GenoPlan
Generischer Notfallplan und adaptives Prozessmodell zum Schutz der Kommunalverwaltung im Pandemiefall
Projektpartner / Project Partners:
Franz Porzsolt (Projektleitung), Universität Ulm
IBM Deutschland GmbH, Bonn
IDS Scheer AG, Saarbrücken
Robert-Koch-Institut, Berlin
Universität Paderborn, Lehrstuhl Computeranwendung und Integration
in Konstruktion und Planung (C.I.K.)
Universitätsklinikum Ulm, Arbeitsgruppe Klinische Ökonomik
Stadt Dortmund / Feuerwehr Dortmund, Stabsstelle für Bevölkerungsschutz
MitarbeiterInnen / Staff Psychiatrie II, Universität Ulm:
Reinhold Kilian
Silvia Krumm
Carolin v. Gottberg (geb. Losert)
Finanzierung / Finance:
Bundesministerium für Bildung
und Forschung (BMBF)
Fördersumme / Funding:
133.500 Euro
Laufzeit / Duration:
2009 – 2012
Zielsetzung:
Im Forschungsvorhaben wird die Kommunalverwaltung als kritische Infrastruktur betrachtet. Im
Pandemiefall soll abgesichert werden, dass sie handlungsfähig bleibt, um Schutz- und Bekämpfungsmaßnahmen
für die gesamte Bevölkerung ergreifen zu können. Hierzu wird im Projekt der
sogenannte Generische Notfallplan erstellt, durch den die notwendigen Handlungsalternativen in
der Katastrophenlage aufgezeigt werden.
Mögliche Handlungsalternativen und geeignete Maßnahmen werden am Beispiel des konkreten Szenarios der Stadt Dortmund, die mit ihren fast 600.000 Einwohnern von den unterschiedlichen Phasen einer Pandemie getroffen wird, aufgezeigt. Wie und mit welcher Intensität Funktions- und Aufgabenbereiche der Kommunalverwaltung im Fall einer Pandemie aufrechterhalten werden können und müssen, soll in diesem Projekt identifiziert und durch komplementäre Lösungen beantwortet werden.
Methode:
Im Rahmen des Teilprojektes sollen die Einflussfaktoren des subjektiven Sicherheitsgefühls von
Verwaltungsmitarbeitern im Fall einer Influenza Pandemie untersucht werden. Dazu sollen zuerst
im Rahmen einer systematischen Literaturrecherche die für die Thematik potenziell relevanten wissenschaftlichen
Veröffentlichungen gesichtet und im Hinblick auf ihre Übertragbarkeit auf die Frage
der Einflussfaktoren des subjektiven Sicherheitsgefühls von Mitarbeitern der öffentlichen Verwaltung
im Fall einer Influenza Pandemie geprüft werden.
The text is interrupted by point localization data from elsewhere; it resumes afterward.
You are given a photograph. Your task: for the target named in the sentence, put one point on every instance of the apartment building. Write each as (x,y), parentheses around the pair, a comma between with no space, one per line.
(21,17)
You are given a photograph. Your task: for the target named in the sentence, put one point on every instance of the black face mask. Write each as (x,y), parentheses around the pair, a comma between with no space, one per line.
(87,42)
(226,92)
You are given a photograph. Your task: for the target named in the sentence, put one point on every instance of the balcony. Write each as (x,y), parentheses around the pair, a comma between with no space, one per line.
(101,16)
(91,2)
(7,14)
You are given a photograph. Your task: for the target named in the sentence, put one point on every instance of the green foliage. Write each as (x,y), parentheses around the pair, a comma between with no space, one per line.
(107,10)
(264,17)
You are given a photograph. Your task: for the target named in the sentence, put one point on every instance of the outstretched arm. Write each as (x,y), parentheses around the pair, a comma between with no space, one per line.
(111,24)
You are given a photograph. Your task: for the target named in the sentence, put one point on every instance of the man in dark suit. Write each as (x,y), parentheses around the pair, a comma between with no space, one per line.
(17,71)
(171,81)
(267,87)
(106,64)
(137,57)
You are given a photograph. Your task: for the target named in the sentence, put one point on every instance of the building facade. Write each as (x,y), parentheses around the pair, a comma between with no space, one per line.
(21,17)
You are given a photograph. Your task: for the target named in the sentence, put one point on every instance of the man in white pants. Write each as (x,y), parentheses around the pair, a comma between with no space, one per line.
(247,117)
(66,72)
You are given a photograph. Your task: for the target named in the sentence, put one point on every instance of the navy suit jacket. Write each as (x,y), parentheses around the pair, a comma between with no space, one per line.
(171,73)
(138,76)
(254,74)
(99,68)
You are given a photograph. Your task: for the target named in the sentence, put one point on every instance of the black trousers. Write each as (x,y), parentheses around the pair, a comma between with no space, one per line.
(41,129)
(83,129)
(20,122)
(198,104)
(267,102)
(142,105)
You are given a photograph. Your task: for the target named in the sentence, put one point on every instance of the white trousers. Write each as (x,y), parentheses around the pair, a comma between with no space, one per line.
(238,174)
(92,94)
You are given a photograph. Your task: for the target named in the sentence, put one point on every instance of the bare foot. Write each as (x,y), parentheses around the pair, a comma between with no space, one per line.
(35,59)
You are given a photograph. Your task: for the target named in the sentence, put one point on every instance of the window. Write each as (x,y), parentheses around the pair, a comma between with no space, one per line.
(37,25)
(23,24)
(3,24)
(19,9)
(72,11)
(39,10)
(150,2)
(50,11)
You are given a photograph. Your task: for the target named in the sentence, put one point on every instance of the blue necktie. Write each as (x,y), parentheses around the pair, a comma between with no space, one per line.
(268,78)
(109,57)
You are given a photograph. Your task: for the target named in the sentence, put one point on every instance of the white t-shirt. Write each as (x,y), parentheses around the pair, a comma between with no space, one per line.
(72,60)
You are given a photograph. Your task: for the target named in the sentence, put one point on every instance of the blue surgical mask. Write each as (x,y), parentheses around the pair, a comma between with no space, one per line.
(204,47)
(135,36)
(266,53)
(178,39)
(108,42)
Auf der Basis der Ergebnisse der Literaturanalyse wird ein Themenkatalog erstellt, der die Grundlage für die Durchführung von Fokusgruppen mit Mitarbeitern der öffentlichen Verwaltung der Stadt Dortmund bildet. Im Rahmen der Fokusgruppen soll untersucht werden, ob und in welchem Umfang die in der Literatur thematisierten Einflussfaktoren des subjektiven Sicherheitsgefühls auch für das Sicherheitsgefühl von Mitarbeitern der öffentlichen Verwaltung im Fall einer Influenza Pandemie von Bedeutung sind und welche zusätzlichen Aspekte potenziell bedeutsam sind.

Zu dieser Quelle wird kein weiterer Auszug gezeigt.